On n'a plus envie de plaisanter avec eux!
Dans le silence, le sifflet du maître de manœuvre parle un langage mystérieux en trilles modulés. Les matelots vêtus de toile obéissent avec ensemble.
La voix étrange et métallique du mégaphone lance des ordres brefs comme si l'esprit du grand vaisseau de fer parlait dans la cheminée...
Enfin le roulement de tonnerre de la chaîne dans les écubiers pendant que la cloche compte les maillons, puis brusquement silence : nous sommes mouillés.

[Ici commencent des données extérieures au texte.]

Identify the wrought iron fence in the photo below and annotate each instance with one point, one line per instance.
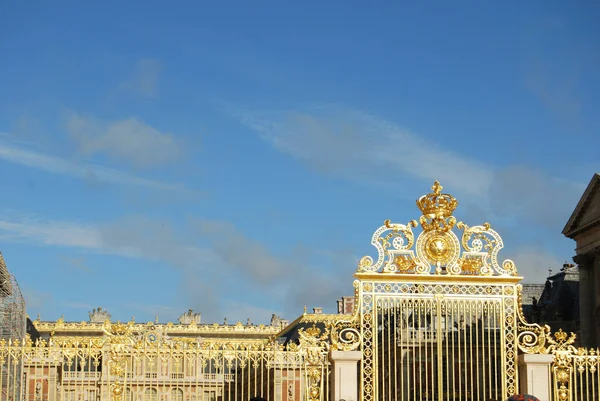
(123, 366)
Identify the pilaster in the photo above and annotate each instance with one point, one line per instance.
(345, 375)
(535, 376)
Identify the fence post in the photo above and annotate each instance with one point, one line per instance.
(535, 375)
(344, 369)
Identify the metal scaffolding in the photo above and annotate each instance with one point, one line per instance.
(13, 317)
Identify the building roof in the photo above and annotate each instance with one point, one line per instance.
(531, 291)
(587, 211)
(5, 283)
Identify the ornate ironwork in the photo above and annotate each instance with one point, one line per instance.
(437, 250)
(433, 305)
(129, 361)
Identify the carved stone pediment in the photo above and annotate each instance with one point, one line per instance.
(99, 315)
(190, 317)
(587, 211)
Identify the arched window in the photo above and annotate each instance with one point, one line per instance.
(150, 394)
(128, 394)
(176, 394)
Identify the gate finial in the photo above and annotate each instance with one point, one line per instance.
(437, 209)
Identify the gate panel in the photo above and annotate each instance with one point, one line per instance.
(438, 312)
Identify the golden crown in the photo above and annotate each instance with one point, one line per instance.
(437, 204)
(313, 331)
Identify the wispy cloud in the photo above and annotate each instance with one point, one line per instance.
(144, 80)
(360, 146)
(26, 157)
(290, 280)
(130, 141)
(355, 144)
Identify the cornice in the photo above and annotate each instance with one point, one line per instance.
(62, 327)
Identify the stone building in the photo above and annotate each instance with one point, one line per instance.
(584, 228)
(162, 377)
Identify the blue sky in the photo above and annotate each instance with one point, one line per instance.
(236, 157)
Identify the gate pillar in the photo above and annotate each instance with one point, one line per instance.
(536, 375)
(344, 369)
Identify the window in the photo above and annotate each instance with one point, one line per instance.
(177, 368)
(151, 368)
(151, 394)
(69, 395)
(176, 394)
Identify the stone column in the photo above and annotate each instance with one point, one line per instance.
(535, 376)
(345, 375)
(586, 300)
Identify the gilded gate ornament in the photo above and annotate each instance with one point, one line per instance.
(437, 249)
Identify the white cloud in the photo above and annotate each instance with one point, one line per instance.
(29, 158)
(130, 140)
(363, 147)
(144, 80)
(533, 263)
(358, 145)
(49, 232)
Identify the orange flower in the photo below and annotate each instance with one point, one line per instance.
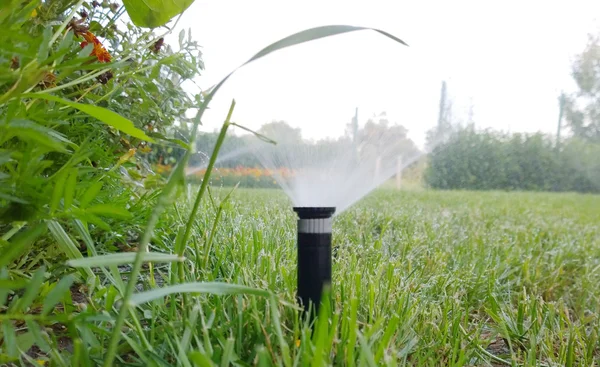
(99, 51)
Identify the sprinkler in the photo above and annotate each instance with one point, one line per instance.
(314, 254)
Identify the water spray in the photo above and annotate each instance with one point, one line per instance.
(314, 254)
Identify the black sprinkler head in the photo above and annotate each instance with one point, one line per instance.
(314, 254)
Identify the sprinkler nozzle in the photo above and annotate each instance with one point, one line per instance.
(314, 254)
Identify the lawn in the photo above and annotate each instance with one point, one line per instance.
(424, 278)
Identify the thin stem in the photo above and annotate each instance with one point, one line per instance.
(206, 178)
(65, 23)
(163, 201)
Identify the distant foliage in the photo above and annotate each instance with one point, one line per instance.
(489, 160)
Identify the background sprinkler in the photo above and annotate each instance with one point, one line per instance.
(314, 254)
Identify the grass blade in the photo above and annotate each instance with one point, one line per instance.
(121, 258)
(56, 294)
(216, 288)
(107, 116)
(20, 244)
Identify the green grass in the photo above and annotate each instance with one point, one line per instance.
(423, 278)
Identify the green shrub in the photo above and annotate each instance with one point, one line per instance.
(490, 160)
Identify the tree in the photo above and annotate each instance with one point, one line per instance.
(380, 137)
(582, 109)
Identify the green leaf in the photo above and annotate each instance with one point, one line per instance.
(32, 290)
(13, 284)
(90, 194)
(59, 189)
(30, 131)
(70, 188)
(10, 345)
(20, 244)
(216, 288)
(56, 294)
(93, 219)
(154, 13)
(3, 291)
(108, 210)
(200, 360)
(122, 258)
(181, 37)
(66, 244)
(107, 116)
(45, 45)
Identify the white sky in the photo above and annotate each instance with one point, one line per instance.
(511, 59)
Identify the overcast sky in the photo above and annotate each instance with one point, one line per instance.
(510, 60)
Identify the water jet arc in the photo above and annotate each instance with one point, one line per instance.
(314, 253)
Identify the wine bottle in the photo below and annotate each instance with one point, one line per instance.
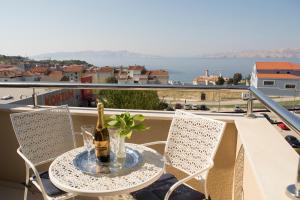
(101, 141)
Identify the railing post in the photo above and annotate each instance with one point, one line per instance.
(250, 106)
(34, 99)
(293, 190)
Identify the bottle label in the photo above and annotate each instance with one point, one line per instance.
(101, 148)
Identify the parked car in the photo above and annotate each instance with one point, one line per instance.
(169, 108)
(269, 119)
(203, 107)
(283, 126)
(238, 109)
(195, 107)
(7, 97)
(293, 141)
(187, 106)
(178, 106)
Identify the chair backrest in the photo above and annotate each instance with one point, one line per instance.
(193, 141)
(45, 134)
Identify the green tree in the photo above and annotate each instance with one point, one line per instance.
(130, 99)
(230, 81)
(237, 77)
(111, 79)
(220, 81)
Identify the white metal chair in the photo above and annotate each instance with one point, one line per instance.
(190, 147)
(43, 135)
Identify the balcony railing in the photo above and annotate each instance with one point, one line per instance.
(290, 119)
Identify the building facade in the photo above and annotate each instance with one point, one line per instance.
(73, 72)
(276, 78)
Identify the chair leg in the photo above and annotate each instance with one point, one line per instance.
(26, 183)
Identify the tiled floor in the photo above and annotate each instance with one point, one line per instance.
(14, 191)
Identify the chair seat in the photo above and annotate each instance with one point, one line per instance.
(50, 189)
(158, 190)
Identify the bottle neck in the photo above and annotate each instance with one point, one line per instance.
(100, 121)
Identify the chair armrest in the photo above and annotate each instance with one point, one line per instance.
(154, 143)
(181, 181)
(35, 171)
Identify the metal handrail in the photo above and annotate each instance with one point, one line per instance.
(61, 85)
(290, 119)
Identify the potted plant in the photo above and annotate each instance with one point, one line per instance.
(121, 127)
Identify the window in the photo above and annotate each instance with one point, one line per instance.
(290, 86)
(203, 96)
(269, 83)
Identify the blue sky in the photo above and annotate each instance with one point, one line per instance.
(158, 27)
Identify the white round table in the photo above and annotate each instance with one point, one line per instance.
(65, 176)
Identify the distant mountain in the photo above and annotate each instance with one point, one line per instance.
(129, 58)
(99, 57)
(275, 53)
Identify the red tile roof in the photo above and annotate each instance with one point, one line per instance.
(277, 66)
(73, 68)
(40, 70)
(106, 69)
(159, 72)
(136, 67)
(56, 75)
(6, 66)
(10, 72)
(278, 76)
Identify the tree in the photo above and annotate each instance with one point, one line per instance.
(237, 77)
(130, 99)
(111, 79)
(220, 81)
(230, 81)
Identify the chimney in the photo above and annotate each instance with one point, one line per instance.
(206, 73)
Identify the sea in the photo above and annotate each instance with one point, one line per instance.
(186, 69)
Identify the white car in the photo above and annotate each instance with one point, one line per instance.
(7, 97)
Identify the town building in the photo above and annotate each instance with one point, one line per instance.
(206, 79)
(276, 78)
(100, 74)
(10, 73)
(72, 73)
(158, 76)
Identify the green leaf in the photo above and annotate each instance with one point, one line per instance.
(139, 117)
(113, 123)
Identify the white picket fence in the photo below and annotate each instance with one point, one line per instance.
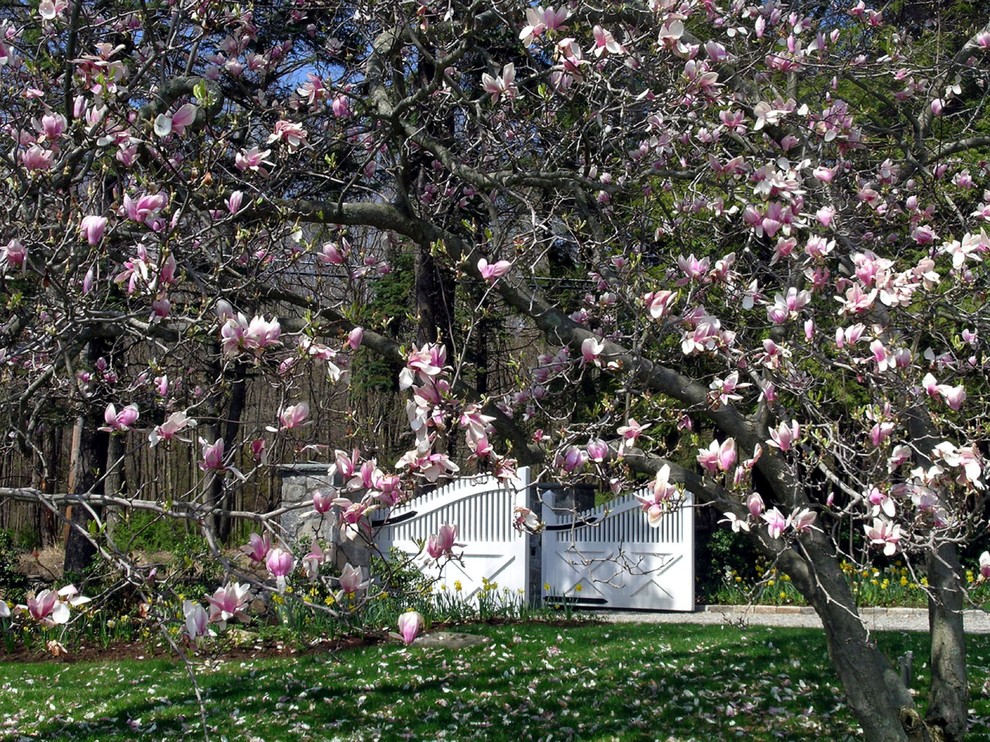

Légère détente en attendant la parade à la coupée.
Une grande chaloupe à vingt-quatre rameurs somalis, têtes noires dans des vêtements blancs, vient du port : tapis traînant dans l'eau et le pavil-Ion imposant à l'arrière. C'est le résident, M. Gebs.
Il monte seul l'escalier de coupée, suivi à distance par trois officiers de l'armée de terre.
Casque à paratonnerre de cuivre et dessous une de ces figures dont on ne peut fixer le souvenir. En argot français, il y a une expression qui fait image et résume : « figure de fesse ».
L'officier de quart salue avec une précision de mouvement qui n'a plus rien d'humain. C'est l'automate dont les gestes sont déclenchés par le personnage qui passe.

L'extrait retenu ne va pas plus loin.